In addition, Miller says, works like those by Isaiah Rice and Leroy Barnes — the hip hop pieces in the first half of the program — “are a true reflection of what the program looks like now. We are a very diverse group with different stylistic and cultural interests.”

Reunion organizers expect 90 or more dance alumni to attend the reunion. Some 70 will perform. Why such loyalty? Part of it is loyalty to Plavin herself. “Dance alumni all talk about Marcy and what she did for them, and how she brought people together,” Miller says. “The relationships they’ve formed with each other are really amazing, and Marcy is at the center of that.”

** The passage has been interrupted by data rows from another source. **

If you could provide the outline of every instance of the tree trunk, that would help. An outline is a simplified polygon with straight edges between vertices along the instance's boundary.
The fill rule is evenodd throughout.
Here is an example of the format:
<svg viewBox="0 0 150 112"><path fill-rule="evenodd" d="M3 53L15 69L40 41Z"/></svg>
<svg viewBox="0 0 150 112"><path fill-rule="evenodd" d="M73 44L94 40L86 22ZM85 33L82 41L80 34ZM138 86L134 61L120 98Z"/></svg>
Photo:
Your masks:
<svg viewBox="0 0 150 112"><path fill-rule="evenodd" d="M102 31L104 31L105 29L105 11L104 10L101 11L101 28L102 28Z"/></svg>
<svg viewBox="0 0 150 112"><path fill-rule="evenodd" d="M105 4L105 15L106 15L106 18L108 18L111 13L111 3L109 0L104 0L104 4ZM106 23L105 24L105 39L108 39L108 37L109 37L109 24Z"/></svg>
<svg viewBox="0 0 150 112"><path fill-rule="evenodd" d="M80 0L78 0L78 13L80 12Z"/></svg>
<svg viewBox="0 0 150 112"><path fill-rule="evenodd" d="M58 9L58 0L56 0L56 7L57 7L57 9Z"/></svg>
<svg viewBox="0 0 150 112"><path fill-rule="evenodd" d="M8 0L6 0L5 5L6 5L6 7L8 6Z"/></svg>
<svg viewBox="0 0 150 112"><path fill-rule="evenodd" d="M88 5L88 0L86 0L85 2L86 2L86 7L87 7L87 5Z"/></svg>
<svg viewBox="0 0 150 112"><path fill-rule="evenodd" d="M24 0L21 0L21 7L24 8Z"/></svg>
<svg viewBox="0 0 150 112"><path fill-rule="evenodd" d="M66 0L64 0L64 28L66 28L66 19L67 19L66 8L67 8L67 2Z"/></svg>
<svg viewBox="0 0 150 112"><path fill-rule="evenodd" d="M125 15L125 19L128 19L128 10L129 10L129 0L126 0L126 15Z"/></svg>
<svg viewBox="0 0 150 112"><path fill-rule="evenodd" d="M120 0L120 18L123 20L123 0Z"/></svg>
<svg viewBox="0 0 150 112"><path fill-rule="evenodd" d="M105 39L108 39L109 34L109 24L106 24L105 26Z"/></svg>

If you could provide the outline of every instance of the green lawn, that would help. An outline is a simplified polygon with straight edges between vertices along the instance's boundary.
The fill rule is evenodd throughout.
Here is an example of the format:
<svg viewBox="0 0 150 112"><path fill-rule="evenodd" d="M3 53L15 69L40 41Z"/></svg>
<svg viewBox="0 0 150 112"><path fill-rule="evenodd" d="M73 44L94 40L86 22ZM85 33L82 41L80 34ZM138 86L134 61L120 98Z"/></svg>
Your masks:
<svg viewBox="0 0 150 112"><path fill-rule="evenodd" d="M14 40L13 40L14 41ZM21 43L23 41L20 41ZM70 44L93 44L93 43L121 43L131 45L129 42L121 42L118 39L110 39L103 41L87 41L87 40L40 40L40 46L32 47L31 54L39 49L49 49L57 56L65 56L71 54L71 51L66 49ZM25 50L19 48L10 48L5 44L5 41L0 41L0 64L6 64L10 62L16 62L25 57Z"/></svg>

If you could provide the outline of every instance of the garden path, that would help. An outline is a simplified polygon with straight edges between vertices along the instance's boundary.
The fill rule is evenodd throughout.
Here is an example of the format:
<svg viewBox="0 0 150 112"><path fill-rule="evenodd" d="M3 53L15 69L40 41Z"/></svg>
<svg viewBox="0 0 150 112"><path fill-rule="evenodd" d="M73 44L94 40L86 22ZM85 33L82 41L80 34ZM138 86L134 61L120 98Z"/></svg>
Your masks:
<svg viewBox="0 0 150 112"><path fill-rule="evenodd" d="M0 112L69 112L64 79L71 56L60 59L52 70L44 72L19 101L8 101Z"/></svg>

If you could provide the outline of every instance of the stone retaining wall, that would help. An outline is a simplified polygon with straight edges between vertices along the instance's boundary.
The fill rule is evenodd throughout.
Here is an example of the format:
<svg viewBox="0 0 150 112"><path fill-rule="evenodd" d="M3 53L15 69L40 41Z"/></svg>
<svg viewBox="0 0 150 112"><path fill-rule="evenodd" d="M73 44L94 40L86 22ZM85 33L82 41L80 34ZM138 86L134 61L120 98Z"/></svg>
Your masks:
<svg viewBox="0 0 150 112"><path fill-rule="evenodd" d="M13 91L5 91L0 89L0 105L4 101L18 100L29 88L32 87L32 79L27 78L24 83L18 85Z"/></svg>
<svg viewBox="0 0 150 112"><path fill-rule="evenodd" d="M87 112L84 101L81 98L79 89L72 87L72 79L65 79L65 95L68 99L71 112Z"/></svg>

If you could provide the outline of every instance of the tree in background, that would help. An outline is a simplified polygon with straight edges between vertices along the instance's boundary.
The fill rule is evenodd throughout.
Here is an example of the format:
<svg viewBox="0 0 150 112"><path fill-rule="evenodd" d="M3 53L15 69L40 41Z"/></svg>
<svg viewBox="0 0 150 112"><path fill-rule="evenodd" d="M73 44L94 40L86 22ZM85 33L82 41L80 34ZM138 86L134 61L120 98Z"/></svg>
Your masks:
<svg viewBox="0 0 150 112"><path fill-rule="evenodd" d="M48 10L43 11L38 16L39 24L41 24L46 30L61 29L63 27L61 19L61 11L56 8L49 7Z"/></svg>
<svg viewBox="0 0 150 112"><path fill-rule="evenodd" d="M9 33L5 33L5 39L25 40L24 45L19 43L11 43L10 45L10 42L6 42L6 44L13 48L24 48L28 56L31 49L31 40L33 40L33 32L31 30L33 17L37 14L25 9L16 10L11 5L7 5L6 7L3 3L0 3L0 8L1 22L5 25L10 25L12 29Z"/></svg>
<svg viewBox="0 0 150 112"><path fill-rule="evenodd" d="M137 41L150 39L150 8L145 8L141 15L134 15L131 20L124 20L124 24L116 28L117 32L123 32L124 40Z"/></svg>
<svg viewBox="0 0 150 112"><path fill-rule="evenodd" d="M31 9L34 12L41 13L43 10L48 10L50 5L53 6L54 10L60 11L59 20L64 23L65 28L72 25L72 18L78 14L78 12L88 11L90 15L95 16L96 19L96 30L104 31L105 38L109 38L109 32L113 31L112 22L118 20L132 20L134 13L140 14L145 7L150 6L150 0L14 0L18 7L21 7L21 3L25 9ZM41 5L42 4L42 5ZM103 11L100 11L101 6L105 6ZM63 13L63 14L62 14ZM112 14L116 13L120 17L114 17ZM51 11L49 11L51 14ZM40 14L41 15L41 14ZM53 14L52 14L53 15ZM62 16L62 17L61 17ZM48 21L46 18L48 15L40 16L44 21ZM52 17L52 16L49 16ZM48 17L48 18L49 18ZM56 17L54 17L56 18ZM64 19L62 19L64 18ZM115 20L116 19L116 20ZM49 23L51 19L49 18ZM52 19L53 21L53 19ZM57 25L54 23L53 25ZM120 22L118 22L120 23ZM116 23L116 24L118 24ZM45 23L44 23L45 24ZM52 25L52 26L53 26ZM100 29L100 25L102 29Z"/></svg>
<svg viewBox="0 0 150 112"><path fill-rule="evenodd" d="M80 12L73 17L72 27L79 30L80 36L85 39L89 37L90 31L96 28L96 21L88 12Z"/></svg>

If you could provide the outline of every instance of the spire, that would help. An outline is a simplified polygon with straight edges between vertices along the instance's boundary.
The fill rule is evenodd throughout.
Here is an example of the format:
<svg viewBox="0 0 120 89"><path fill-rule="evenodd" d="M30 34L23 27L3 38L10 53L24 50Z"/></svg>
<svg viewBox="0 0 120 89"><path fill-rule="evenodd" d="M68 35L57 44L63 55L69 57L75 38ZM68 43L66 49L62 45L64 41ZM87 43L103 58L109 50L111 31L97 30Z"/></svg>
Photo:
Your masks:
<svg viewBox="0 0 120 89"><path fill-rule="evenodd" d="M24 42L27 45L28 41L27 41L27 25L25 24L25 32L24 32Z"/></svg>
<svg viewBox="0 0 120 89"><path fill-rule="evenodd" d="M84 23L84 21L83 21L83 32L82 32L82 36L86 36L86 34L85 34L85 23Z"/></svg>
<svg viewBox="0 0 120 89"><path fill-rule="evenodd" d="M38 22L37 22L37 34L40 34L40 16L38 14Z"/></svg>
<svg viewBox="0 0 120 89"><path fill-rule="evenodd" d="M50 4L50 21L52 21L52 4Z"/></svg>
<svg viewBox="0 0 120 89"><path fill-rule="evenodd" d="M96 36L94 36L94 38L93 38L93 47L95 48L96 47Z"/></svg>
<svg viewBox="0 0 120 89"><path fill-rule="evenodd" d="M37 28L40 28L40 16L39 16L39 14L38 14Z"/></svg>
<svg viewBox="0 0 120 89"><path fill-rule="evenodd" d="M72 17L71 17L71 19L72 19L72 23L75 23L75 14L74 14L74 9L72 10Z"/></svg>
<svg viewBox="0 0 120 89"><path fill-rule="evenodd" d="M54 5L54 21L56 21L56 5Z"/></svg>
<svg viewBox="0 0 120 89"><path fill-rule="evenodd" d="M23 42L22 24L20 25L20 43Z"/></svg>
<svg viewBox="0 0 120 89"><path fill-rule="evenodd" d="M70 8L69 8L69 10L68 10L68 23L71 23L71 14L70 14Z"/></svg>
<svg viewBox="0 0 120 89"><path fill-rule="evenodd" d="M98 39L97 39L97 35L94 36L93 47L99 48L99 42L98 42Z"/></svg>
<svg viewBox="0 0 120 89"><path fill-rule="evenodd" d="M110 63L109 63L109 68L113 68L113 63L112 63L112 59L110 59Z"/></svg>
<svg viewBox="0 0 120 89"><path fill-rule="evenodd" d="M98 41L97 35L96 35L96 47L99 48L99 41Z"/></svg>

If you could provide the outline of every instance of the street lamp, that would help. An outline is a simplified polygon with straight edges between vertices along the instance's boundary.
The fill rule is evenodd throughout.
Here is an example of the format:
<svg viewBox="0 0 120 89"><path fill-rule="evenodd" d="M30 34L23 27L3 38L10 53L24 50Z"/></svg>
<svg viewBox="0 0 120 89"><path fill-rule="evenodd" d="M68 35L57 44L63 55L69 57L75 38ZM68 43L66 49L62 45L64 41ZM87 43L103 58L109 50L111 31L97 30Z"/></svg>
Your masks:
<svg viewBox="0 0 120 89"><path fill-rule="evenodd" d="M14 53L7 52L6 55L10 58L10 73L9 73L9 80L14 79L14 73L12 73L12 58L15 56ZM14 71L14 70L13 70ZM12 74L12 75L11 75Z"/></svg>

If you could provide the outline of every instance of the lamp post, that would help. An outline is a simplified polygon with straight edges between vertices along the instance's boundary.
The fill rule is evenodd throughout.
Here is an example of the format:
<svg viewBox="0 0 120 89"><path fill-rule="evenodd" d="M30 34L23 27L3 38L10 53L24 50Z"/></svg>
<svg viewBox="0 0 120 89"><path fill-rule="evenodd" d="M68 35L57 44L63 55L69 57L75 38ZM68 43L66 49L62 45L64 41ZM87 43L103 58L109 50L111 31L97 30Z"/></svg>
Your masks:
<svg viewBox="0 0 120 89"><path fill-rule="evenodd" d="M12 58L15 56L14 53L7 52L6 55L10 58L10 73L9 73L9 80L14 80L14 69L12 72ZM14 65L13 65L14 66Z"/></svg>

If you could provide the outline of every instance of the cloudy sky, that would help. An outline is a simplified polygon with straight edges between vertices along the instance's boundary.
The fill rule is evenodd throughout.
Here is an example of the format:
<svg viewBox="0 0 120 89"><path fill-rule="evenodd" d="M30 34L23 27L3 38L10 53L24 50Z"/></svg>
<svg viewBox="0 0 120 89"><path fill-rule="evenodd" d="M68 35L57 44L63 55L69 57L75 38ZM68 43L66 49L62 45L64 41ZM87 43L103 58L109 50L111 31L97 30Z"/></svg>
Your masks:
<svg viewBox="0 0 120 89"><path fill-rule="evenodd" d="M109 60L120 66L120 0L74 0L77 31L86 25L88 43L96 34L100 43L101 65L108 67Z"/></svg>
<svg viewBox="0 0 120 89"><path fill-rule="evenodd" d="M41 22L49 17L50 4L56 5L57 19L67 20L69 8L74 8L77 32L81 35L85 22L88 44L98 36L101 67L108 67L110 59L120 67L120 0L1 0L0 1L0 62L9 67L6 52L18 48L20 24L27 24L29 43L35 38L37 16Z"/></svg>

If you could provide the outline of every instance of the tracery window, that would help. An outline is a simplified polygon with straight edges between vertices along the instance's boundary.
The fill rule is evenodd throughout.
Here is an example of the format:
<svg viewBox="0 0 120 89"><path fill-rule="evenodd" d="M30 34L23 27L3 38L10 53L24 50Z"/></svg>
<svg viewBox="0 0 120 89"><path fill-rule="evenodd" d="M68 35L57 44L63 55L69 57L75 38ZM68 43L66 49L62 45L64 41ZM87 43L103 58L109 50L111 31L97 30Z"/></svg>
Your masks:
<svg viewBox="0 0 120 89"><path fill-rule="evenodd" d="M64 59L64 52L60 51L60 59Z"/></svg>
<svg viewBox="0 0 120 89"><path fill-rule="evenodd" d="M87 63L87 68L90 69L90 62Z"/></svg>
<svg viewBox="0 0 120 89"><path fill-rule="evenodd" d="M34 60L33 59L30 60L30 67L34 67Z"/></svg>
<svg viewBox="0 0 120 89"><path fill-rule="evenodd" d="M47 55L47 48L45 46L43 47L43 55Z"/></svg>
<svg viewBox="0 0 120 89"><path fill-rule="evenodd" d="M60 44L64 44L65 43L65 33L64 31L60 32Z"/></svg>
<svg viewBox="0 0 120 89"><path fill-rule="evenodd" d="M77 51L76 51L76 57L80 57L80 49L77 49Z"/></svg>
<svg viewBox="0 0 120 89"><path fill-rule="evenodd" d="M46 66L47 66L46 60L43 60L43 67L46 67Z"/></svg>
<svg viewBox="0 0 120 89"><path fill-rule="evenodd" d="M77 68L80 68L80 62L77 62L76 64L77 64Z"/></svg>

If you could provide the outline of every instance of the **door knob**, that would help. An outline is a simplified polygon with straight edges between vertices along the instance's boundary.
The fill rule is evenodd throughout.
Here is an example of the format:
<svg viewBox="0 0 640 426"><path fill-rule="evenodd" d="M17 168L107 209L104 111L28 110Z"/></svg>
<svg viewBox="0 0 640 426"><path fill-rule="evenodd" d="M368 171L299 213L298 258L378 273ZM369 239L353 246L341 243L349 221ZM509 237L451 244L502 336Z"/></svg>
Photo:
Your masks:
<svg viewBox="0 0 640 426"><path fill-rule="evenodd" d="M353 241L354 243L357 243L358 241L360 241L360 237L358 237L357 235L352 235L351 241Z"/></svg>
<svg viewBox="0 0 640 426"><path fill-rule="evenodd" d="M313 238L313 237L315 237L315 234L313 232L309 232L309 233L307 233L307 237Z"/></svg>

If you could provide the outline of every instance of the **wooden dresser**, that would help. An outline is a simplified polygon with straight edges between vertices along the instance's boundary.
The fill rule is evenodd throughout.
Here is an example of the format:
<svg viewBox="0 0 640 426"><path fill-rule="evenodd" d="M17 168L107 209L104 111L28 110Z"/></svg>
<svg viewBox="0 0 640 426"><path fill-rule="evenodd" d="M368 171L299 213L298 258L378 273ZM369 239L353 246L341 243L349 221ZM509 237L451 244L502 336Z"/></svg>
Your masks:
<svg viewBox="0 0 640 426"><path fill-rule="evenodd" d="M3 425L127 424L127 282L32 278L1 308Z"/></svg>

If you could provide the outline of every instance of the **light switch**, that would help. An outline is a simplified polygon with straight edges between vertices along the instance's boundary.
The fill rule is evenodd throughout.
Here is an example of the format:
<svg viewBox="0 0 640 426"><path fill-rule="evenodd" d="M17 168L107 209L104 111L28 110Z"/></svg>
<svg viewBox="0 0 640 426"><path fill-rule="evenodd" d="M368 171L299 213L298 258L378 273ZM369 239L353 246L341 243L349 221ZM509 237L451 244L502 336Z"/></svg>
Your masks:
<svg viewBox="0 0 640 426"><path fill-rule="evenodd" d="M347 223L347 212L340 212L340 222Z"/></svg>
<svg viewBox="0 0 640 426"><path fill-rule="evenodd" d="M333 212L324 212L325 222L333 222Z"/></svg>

But dance itself, especially at Bates, is a powerful unifying force all on its own. “The community that we make in dance is really strong,” Dilley explains. “What you remember from college, regardless of your major or who you lived with, are the dances that you made and the people that you made them with.

“Building things together is just amazingly bonding.”

While dance at Bates dates back to the 1930s, the current program took shape under Plavin. Her remarkable legacy includes the creation of the student dance company, now known as the Bates Dance Company; the 33-year-old, internationally renowned Bates Dance Festival; robust visiting programs in local schools; and generations of devoted alumni — some of whom, like choreographer John Carrafa and dance historian Suzanne Carbonneau, are major names in the national dance scene.

Incorporating theory, technique and composition, “the dance program still has all of the courses that I got from Marcy when I first came,” says Dilley, whose own considerable accomplishments include the establishment of a dance major at Bates, in 2011 — the first dance-only major at a Maine college. “That core is still there — we just have a lot more of all of it.

“And Marcy’s other real legacy is her inclusiveness. If she could get you in the room, you were going to dance, and if she could keep you in the room, you were going to dance for all four years. And we still have a very open door.”